In the last 12 months I’ve been particularly impressed by the work of two authors. Both have written for the younger market, but don’t let that fool you. Any adult who appreciates an engrossing story and skillful, beautiful writing, will love them. Don’t be a literary snob and think YA/children’s books aren’t for grown-ups. Some of the best writing going on these days, is in that field. In fact, the latest work by both these authors shouldn’t be classified by an age group. They’re in the bracket: 10 years up to, can-no-longer-read-not-even-my-bifocals-are-helping; similar to the Narnia series, or Lord of the Rings. I challenge you to put them into an age restricted grouping.

1. Ness, Patrick, Chaos Walking (series), Harper Collins.
The three titles are: The Knife of Letting Go; The Ask and the Answer, and Monsters of Men. I read this series early last year and I’m still thinking about it. Simply brilliant stuff. It’s a SciFi/Speculative series, but please don’t let that put you off if that’s not your thing. Just allow yourself to ask, “What if…?”

Humans colonise a planet and catch a “virus”, which has the effect of broadcasting every thought a male has, while the women remain “silent”. How do they deal with this phenomenon? (Typical for our species: not too well.) What amazed me the most about this book was the revelation that men actually think that much. Whenever I ask my husband, “What are you thinking?”, he always says, “Nothing.” I then say, “You can’t have a blank mind” and he says, “Well…it is.” SPRUNG!
Warning: (Spoiler alert) don’t fall in love with the dog. (I know why you did it, Mr Ness, and as a writer I understand. As a dog-lover, I’m still struggling to forgive you.)

2. Almond, David, My Name is Minna, Hachette
If you’re a David Almond fan, (and if you’re not, why not?) you will appreciate that this is a pre-cursor story to The Skellig. But, if you haven’t read that, don’t worry. This delightful story stands perfectly well on its own two feet. Minna obviously has some serious problems dealing with the world. As the story unfolds we get to know how her mind works, and we grow to love her. It’s a sad, dark tale told by an intelligent and imaginative child.

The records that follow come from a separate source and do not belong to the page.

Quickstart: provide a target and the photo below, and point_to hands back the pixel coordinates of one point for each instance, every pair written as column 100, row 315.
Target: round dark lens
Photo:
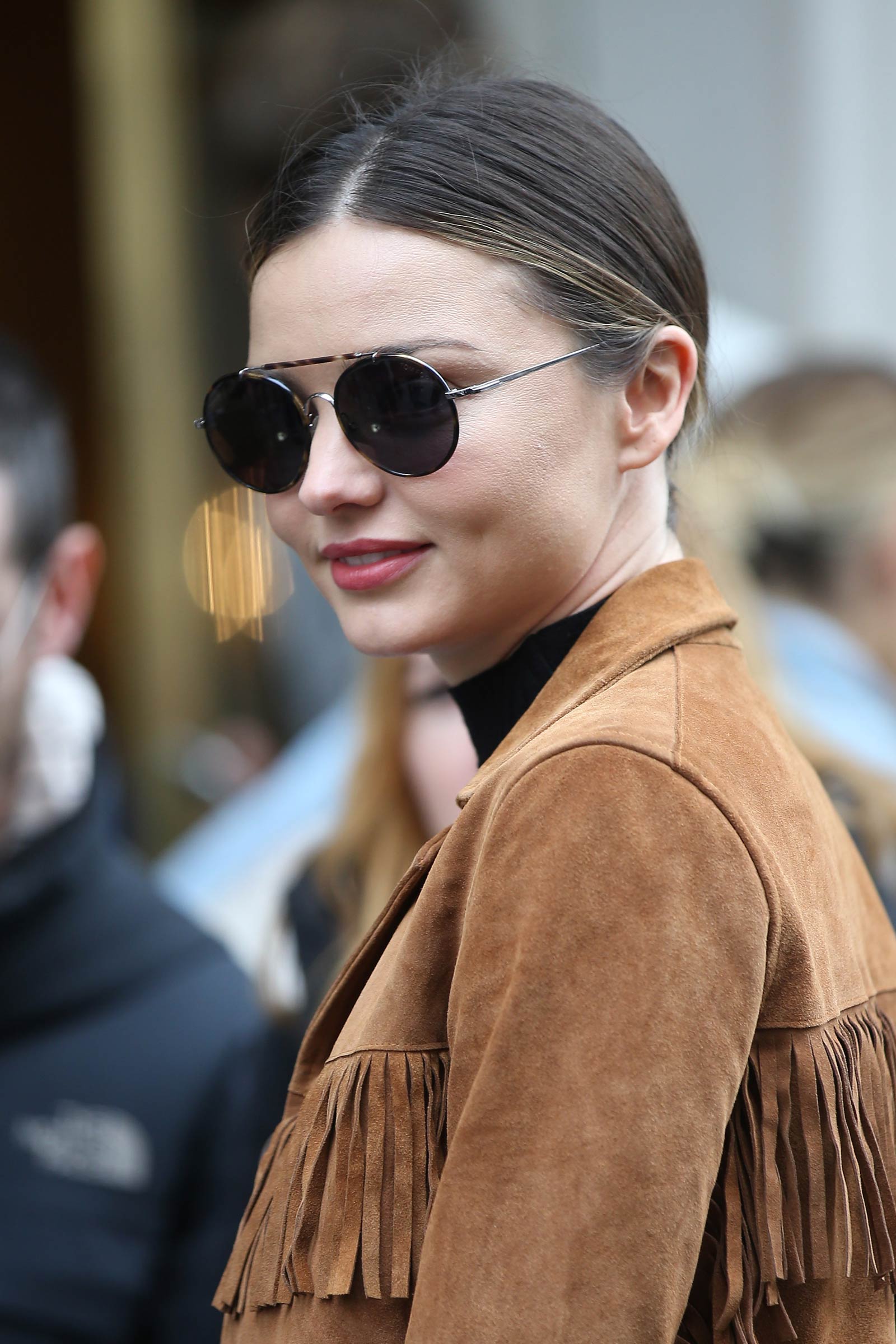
column 257, row 432
column 395, row 412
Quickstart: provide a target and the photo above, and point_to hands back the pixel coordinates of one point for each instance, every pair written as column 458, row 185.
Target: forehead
column 352, row 287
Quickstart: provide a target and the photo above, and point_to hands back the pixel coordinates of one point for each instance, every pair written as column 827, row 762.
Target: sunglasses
column 396, row 410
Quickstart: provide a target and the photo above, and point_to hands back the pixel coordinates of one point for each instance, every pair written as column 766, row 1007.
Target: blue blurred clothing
column 829, row 683
column 135, row 1097
column 298, row 796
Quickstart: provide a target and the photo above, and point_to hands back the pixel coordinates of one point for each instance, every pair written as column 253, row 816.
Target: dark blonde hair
column 531, row 174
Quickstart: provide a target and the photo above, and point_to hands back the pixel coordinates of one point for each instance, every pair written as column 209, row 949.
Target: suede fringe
column 351, row 1197
column 808, row 1180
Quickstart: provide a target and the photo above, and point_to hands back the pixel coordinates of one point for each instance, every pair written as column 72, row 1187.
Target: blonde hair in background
column 381, row 828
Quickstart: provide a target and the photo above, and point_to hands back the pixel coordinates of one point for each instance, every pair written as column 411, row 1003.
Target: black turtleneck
column 493, row 701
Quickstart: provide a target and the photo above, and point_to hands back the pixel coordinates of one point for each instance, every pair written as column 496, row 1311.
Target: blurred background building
column 140, row 132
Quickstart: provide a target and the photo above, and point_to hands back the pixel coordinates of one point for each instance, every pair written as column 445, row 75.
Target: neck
column 613, row 568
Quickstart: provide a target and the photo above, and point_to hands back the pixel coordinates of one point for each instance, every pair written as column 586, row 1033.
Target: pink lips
column 374, row 573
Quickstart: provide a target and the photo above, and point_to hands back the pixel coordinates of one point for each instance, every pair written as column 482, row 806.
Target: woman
column 615, row 1062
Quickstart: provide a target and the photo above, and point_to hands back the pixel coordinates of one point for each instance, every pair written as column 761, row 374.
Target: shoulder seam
column 659, row 753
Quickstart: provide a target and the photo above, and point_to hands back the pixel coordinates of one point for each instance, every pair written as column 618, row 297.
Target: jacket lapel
column 667, row 605
column 331, row 1016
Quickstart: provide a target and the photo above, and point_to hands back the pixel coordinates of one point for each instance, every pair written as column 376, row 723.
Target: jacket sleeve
column 605, row 999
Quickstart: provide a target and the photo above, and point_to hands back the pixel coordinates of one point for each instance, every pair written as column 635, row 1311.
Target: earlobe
column 73, row 573
column 656, row 398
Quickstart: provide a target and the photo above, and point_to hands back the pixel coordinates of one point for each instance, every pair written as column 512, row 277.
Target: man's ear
column 73, row 572
column 654, row 402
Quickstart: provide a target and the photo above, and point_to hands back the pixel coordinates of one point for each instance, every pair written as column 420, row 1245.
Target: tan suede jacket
column 617, row 1063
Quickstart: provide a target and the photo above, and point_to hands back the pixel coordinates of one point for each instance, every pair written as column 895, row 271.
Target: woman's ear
column 654, row 402
column 73, row 573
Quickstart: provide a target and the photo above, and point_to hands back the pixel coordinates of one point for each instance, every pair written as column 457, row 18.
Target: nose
column 336, row 474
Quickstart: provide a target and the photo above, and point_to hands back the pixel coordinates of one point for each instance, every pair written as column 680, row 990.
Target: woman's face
column 511, row 530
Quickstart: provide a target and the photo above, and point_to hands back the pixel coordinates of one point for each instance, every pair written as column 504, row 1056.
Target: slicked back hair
column 528, row 172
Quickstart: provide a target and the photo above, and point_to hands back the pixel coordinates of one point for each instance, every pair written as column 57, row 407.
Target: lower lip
column 358, row 577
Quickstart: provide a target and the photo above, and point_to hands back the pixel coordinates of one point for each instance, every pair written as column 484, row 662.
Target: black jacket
column 135, row 1099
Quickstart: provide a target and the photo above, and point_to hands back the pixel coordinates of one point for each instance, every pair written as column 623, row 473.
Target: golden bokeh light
column 235, row 568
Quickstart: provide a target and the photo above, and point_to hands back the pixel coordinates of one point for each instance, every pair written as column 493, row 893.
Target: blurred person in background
column 133, row 1060
column 412, row 756
column 416, row 756
column 796, row 512
column 617, row 1061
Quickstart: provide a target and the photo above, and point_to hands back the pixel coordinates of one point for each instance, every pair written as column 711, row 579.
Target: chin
column 381, row 639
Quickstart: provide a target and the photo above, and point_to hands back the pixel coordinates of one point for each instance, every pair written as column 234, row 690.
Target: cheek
column 520, row 478
column 289, row 521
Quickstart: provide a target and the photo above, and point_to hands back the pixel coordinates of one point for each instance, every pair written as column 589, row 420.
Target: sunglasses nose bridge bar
column 320, row 397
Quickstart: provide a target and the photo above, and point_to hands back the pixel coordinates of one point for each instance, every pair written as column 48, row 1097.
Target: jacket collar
column 667, row 605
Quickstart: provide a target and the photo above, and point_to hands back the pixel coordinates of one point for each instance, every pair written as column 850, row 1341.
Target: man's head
column 49, row 566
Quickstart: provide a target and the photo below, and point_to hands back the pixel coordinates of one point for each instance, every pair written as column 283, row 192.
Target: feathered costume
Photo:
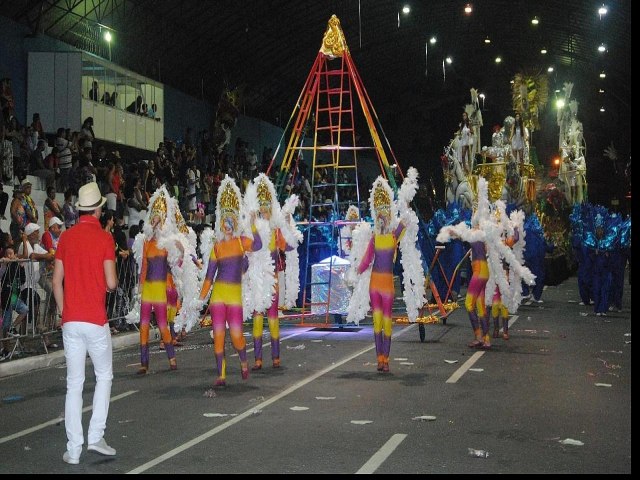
column 372, row 258
column 488, row 252
column 159, row 251
column 346, row 231
column 225, row 262
column 283, row 236
column 450, row 257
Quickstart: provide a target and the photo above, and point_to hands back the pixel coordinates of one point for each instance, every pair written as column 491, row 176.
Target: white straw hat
column 89, row 197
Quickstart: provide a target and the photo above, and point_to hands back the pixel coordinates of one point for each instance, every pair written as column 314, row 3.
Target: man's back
column 83, row 250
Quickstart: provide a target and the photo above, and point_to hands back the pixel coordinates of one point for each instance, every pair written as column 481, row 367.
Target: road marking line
column 56, row 421
column 214, row 431
column 381, row 455
column 464, row 367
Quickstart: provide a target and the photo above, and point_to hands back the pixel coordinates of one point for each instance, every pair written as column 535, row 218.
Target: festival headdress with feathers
column 482, row 210
column 381, row 200
column 266, row 193
column 353, row 214
column 228, row 203
column 159, row 202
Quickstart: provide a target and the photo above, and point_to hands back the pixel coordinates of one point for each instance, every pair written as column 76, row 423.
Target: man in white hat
column 84, row 270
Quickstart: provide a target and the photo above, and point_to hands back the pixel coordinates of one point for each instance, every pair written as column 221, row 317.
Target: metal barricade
column 29, row 310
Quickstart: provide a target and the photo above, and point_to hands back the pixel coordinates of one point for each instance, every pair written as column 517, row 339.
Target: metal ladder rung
column 326, row 165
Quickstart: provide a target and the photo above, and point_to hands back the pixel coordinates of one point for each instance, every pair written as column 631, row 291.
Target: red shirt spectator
column 86, row 283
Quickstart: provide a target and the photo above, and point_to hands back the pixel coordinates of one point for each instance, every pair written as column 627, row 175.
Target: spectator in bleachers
column 30, row 248
column 135, row 107
column 93, row 93
column 37, row 165
column 28, row 203
column 31, row 139
column 18, row 215
column 4, row 200
column 36, row 124
column 49, row 242
column 86, row 133
column 65, row 160
column 51, row 208
column 9, row 296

Both Ness and Almond are creative lateral thinkers and great story-tellers. They use the font, size and colour of the text as tools to help tell the story. Today’s society is bombarded with sound bites, YouTube flash videos, film footage of everything from a cat playing the piano, to an old lady foiling a jewellery heist, to scenes of natural disasters. There is still a strong mind-set that says, “Picture books are for little kids, and graphic novels are comics for grown-ups”. These two fellows have taken all that on board and come up with a new way of approaching the written text. I call it “visual text” and they do it brilliantly. Kudos to you, fellas!